Our reasoning in Venegas is a reflection of the intention of the people of the state of Oregon who promulgated OEC 609 through the initiative process in 1986 with Ballot Measure 10. In State v. Dick, 91 Or App 294, 754 P2d 628 (1988), we examined the history of the rule and the purpose of the ballot measure. We noted that the ballot measure deleted language from the rule that permitted a trial court to weigh the probative value of a conviction offered into evidence for impeachment purposes against its prejudicial effect. We concluded:
“[I]t is clear that the voters intended to require trial courts to admit evidence of prior convictions for the purpose of impeaching a criminal defendant, without discretion.” Id. at 297. (Emphasis in original.)
In State v. King, 307 Or 332, 337, 768 P2d 391 (1989), the court said:
“We find the Court of Appeals’ analysis in Dick persuasive and adopt it as our own.”
*510This is not a case in which the offer of evidence went beyond the fact of the conviction itself, such as occurred in Pratt. Rather, this is a case wherein defendant seeks to sanitize the nature of his conviction for the purpose of limiting its impact on the jury. Informing the jury that the conviction was for felony driving while suspended identifies the crime as a felony, a crime more serious than misdemeanor driving while suspended crimes and DWS infractions.2 The exclusion by the trial court of the fact that defendant’s prior conviction was for a felony prevents the jury from accurately understanding the nature of the conviction. The trial court sought to avoid what it perceived to be an unduly prejudicial effect of the word “felony.” However, the descriptive phrase that identifies the crime for which defendant was convicted is “felony driving while suspended.” Thus, the trial court’s ruling constituted an impermissible weighing of the probative value of the name of the crime against the name’s purported prejudicial effect, something that we held in Venegas that trial courts could not do. Under OEC 609, the state is entitled to inform the jury that defendant’s conviction for driving while suspended was a felony. The trial court erred when it prevented the state from demonstrating that the crime for which defendant was convicted was, in fact, a felony.
Reversed and remanded.
The dissent’s reliance on Pratt is misplaced.

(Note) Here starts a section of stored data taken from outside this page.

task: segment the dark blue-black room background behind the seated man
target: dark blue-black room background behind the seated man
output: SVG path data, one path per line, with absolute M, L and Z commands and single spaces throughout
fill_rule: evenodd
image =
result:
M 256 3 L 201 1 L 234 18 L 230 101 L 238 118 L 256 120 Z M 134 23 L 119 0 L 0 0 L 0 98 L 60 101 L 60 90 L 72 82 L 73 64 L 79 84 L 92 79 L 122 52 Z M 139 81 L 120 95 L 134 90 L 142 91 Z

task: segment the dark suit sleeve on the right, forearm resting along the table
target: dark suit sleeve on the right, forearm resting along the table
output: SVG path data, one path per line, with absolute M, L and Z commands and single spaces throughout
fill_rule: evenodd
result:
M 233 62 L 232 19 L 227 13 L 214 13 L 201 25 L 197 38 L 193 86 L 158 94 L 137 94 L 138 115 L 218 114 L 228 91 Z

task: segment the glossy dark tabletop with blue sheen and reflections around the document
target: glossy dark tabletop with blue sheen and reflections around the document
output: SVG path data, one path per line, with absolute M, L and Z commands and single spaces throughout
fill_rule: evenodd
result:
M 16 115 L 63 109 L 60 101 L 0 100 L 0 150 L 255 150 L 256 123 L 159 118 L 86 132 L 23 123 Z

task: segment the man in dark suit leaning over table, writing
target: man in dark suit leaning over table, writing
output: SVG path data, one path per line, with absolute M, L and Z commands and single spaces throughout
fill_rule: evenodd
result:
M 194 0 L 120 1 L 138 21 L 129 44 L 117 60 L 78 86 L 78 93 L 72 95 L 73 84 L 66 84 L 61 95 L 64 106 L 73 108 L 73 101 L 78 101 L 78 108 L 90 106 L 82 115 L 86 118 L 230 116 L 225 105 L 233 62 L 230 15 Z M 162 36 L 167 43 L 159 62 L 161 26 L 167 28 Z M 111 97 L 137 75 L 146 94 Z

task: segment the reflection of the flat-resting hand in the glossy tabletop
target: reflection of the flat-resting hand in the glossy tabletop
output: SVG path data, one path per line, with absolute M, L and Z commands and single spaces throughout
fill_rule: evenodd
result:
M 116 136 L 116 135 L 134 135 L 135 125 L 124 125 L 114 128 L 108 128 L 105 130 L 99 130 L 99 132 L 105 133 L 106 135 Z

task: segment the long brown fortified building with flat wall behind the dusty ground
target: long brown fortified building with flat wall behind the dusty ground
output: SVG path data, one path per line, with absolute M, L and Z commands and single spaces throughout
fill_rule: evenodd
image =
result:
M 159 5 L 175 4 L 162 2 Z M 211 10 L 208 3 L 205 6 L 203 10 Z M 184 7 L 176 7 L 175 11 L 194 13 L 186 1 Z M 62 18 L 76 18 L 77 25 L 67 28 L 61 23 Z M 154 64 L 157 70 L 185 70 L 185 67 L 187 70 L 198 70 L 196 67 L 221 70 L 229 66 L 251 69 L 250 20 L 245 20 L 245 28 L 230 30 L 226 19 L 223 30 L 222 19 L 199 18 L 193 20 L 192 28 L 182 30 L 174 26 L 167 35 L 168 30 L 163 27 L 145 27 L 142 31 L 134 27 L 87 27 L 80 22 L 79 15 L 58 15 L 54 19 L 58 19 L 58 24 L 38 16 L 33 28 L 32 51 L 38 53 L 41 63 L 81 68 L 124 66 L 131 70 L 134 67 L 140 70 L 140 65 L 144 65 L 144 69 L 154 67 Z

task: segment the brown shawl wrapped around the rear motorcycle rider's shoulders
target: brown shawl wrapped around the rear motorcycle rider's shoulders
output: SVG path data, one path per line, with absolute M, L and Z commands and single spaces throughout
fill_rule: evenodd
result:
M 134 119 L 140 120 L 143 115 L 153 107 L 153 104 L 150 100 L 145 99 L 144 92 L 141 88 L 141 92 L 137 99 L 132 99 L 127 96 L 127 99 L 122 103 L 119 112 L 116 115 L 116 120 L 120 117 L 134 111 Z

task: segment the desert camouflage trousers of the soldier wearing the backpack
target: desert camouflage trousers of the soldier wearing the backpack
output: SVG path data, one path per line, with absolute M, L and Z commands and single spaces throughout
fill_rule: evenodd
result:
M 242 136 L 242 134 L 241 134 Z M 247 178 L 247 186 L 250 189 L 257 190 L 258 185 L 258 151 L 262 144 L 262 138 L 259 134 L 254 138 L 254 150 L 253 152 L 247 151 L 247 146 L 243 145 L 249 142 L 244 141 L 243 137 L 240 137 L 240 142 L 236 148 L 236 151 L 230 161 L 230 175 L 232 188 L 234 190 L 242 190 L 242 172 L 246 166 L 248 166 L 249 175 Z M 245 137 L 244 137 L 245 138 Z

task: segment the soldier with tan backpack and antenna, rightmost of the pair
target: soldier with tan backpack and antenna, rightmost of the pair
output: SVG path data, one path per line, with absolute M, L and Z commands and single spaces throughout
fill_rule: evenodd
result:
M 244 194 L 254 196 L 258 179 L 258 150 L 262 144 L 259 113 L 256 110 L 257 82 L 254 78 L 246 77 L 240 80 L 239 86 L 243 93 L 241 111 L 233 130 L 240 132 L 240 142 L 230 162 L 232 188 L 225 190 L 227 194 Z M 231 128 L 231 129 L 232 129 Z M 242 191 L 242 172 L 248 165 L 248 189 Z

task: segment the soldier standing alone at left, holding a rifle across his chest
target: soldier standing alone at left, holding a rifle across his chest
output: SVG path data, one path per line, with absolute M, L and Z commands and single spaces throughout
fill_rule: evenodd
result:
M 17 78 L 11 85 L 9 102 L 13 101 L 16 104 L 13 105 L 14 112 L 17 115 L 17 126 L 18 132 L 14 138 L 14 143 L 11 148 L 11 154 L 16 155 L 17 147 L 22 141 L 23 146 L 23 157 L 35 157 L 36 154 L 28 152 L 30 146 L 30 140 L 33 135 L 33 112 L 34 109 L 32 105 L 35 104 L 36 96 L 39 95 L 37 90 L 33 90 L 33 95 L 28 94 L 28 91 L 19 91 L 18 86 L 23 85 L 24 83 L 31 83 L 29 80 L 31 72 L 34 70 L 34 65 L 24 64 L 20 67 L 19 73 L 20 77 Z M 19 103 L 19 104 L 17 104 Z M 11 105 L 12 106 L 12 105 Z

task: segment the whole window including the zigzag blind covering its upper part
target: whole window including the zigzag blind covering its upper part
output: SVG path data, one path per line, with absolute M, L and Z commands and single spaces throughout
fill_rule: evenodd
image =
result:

The court’s ruling does not refer to the evidence to which the dissent alludes. Rather, the ruling says, “In this case, the trial court exercised its discretion to exclude documentary evidence of some of [the witness’s] prior convictions, because that evidence was cumulative of [his] own testimony regarding his criminal record. We find no abuse of discretion in that ruling.” 316 Or at 573. Here, the evidence, which the trial court excluded through its pretrial order, could not have been cumulative. It was the only evidence that defendant’s prior conviction was a felony.
ORS 811.175 provides that driving while suspended is a Class A infraction. The violation of ORS 811.182 is a Class C felony or a Class A misdemeanor, depending on the proscribed circumstances. Subsection (3) of the statute provides:
“The crime is a Class C felony if the suspension or revocation results from any of the following:
“(a) Habitual offender status under ORS 809.640.

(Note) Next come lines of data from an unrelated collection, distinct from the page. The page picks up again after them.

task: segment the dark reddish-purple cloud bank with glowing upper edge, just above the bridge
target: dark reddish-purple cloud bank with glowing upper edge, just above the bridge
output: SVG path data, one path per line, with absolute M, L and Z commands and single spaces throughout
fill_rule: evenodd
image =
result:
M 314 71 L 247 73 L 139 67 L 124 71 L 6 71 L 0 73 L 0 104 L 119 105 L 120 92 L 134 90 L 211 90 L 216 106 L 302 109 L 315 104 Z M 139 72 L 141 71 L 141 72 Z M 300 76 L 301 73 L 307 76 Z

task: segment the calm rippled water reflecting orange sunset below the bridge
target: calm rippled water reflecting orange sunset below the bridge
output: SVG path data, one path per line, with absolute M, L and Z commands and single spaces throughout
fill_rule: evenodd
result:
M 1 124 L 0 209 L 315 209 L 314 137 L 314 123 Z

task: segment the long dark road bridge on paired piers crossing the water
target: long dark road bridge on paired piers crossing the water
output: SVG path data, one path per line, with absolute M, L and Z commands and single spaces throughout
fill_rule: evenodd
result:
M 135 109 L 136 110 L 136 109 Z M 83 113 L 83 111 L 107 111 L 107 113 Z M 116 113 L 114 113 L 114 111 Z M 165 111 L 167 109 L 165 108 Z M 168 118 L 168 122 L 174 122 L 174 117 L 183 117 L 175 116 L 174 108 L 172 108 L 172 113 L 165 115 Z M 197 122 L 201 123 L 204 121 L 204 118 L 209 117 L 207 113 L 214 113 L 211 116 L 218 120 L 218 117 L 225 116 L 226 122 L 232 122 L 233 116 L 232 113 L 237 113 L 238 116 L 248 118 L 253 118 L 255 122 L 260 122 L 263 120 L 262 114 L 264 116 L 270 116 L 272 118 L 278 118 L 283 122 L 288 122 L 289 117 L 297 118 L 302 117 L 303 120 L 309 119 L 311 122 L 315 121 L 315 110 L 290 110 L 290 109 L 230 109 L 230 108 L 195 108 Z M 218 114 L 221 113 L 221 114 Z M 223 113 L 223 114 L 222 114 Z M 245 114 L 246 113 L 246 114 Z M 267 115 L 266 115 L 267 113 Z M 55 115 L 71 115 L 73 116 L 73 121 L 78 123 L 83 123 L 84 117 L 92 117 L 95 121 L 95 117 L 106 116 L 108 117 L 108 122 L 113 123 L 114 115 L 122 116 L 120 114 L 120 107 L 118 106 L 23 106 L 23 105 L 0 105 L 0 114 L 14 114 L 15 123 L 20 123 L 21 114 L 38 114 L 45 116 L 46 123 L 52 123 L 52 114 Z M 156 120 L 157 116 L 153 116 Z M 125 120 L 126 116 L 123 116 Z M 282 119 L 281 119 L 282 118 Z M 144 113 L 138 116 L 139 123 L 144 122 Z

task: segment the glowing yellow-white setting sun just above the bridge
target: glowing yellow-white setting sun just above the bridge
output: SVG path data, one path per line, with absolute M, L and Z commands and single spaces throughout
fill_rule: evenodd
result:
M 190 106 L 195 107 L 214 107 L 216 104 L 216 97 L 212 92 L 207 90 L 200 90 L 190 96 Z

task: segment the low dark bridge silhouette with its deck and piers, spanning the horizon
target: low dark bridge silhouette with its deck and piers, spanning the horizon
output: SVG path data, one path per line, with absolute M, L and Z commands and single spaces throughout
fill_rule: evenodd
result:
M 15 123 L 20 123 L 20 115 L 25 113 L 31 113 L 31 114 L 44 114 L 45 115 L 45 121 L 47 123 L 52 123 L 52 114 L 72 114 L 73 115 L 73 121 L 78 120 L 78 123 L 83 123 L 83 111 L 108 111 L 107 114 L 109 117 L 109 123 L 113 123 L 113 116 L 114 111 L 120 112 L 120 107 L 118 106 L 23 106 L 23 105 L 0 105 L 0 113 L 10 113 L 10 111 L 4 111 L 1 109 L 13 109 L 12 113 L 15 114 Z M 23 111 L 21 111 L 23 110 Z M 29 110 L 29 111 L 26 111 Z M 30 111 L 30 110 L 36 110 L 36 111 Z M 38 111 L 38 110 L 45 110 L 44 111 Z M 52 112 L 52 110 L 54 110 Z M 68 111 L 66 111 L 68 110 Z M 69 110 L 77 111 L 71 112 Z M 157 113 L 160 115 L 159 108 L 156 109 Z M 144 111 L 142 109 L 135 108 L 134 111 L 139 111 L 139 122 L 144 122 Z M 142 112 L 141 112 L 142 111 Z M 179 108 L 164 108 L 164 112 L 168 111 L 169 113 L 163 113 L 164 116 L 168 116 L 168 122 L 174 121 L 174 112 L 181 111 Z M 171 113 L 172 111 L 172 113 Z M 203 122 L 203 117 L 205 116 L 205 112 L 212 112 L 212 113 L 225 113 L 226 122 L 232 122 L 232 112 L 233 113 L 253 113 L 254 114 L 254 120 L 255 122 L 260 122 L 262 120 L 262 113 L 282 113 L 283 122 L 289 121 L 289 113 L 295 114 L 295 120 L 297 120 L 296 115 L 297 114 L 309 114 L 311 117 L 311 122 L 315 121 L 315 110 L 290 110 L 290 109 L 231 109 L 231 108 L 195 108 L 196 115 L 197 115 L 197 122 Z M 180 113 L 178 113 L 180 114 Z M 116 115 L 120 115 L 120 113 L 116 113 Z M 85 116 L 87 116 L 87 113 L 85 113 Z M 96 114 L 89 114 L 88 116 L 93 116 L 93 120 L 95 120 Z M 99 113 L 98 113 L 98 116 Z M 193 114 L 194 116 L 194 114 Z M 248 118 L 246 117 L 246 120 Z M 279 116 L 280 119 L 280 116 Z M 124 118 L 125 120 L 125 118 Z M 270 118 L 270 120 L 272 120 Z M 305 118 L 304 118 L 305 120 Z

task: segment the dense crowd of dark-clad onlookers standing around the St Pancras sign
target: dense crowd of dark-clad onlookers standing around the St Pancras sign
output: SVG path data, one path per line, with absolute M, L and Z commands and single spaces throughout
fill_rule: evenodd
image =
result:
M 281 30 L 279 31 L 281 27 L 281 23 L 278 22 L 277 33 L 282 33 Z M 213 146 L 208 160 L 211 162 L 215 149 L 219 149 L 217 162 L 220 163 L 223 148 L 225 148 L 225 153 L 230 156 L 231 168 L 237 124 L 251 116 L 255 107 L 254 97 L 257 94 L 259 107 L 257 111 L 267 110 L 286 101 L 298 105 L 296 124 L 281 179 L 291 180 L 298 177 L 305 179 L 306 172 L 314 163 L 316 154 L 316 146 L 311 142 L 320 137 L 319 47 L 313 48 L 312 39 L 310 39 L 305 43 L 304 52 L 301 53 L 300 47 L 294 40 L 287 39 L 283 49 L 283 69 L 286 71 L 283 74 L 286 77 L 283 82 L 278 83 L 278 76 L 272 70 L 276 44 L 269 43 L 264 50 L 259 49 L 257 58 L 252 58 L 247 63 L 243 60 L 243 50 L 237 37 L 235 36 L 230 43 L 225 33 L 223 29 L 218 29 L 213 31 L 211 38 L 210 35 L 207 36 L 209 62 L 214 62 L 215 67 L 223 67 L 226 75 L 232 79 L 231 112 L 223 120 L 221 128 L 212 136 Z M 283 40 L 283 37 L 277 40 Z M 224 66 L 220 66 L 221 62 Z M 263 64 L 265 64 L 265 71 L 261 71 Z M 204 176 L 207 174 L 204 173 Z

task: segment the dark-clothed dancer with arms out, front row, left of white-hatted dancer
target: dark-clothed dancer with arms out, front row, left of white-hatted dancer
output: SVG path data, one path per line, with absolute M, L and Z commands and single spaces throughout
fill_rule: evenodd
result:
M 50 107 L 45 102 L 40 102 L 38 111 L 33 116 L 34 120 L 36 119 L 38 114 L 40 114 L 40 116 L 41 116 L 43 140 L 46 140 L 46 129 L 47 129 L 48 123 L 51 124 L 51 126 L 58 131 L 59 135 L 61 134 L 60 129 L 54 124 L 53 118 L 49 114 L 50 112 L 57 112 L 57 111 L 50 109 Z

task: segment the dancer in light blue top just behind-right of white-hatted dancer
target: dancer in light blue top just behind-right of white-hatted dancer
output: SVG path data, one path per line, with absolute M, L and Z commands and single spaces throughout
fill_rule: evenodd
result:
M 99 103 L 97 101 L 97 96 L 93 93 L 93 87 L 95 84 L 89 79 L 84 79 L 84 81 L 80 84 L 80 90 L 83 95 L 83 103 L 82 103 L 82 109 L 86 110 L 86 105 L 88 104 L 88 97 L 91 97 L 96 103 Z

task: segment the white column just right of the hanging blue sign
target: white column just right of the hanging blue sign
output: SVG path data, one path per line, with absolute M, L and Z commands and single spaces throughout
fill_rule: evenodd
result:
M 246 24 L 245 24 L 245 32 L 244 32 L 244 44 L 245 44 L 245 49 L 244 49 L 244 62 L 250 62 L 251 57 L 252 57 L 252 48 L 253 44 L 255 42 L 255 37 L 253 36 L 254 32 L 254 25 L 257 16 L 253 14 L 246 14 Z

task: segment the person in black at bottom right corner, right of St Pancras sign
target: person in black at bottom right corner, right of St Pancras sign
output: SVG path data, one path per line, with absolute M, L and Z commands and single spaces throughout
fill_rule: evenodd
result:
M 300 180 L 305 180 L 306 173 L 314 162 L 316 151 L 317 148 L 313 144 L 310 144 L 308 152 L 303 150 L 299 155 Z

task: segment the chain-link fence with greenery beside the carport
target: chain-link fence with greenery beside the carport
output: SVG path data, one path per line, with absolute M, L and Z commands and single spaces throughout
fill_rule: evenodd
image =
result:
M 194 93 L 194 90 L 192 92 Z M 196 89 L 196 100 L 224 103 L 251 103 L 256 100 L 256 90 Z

“(b) Any degree of murder, manslaughter, criminally negligent homicide or assault resulting from the operation of a motor vehicle.
“(d) Failure to perform the duties of a driver under ORS 811.705.
“(e) Reckless driving under ORS 811.140.
“(f) Fleeing or attempting to elude a police officer under ORS 811.540.
“(g) Driving while under the influence of intoxicants under ORS 813.010.
“(h) Use of a commercial motor vehicle in the commission of a crime punishable as a felony.”